There are basically two parts to it... the UI and the backend. The UI
I will leave up to you since that is usually more project specific.
For the backend, you can use the Dictionary Class to build your list or
you can create a custom class. Your own class would probably be faster
and would allow you to ignore case-sensitivity (if you want).
This example is one way to do it, but I am certain that there are many
more examples. This approach is time consuming when it searches toward
the beginning of the string since there are so many possible matches.
Basically, you have a list of all possible characters you are looking
for.

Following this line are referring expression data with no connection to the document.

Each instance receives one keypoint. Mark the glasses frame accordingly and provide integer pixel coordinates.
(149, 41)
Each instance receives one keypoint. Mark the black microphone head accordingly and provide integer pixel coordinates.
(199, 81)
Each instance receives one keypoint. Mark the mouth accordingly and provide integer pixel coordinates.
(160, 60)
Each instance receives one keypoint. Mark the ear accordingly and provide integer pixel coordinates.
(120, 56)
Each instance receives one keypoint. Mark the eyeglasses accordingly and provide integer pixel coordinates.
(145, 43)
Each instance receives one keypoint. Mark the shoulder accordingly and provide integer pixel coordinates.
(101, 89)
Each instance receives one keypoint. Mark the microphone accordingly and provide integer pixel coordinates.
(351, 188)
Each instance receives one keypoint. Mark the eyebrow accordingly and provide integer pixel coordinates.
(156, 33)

In most cases, this would be A-Z and 0-9 and a word ending
identifier. You need the word ending to notify you that there is a
possible valid substring. In the example below I am using '&h0' for
the word ending, which is hexadecimal in REALbasic for Null.
I will explain using the Dictionary, and given the following list of
words to add to the autocomplete:
car
cat
catch
dog
As you are creating your autocomplete list, you just look to see if the
first character of the list item has already been added -- if not, then
add it. The first word in our list is "dog" so we will look for "d".

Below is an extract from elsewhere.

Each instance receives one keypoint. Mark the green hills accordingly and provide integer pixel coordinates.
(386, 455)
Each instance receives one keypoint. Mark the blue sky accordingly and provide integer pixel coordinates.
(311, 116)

When you finish you should have a nested dictionary structure something
like this (please forgive the ASCII art):
[root] -+- ( c ) --- ( a ) -+- ( r ) --- (&h0)
| |
| +- ( t ) -+- (&h0)
| |
| +- ( c ) --- ( h ) --- (&h0)
|
+- ( d ) --- ( o ) --- ( g ) --- (&h0)
In the ASCII art above, the [root] is a Dictionary object and it has
two objects: (c) and (d). The Keys for these objects are "c" and "d"
(as String Variants). The Value for both objects are new dictionaries.
The (c) object contains a single object: (a) with a key "a". So we
have (c)(a) connecting the links together.
(c)(a) contains two items (r) and (t).
Looking at (r) we see that it contains the Null (0 As Integer Variant).
So now we have one complete word in our structure: (c)(a)(r)(&h0).
Since (r) only contains the single item, the chain ends here.
Looking at (c)(a)(t)_ we see that it contains two objects, a (&h0) and
a (c). So now we have the word (c)(a)(t)(&h0) and we also know that
there is another word that extends beyond with (c)(a)(t)(c).
That is the logic behind the structure. To implement autocomplete in
your code, you would return all possible strings which start with the
existing string. So if the user were to enter "ca", the matching
strings would be "car", "cat" and "catch" but "dog" would be excluded.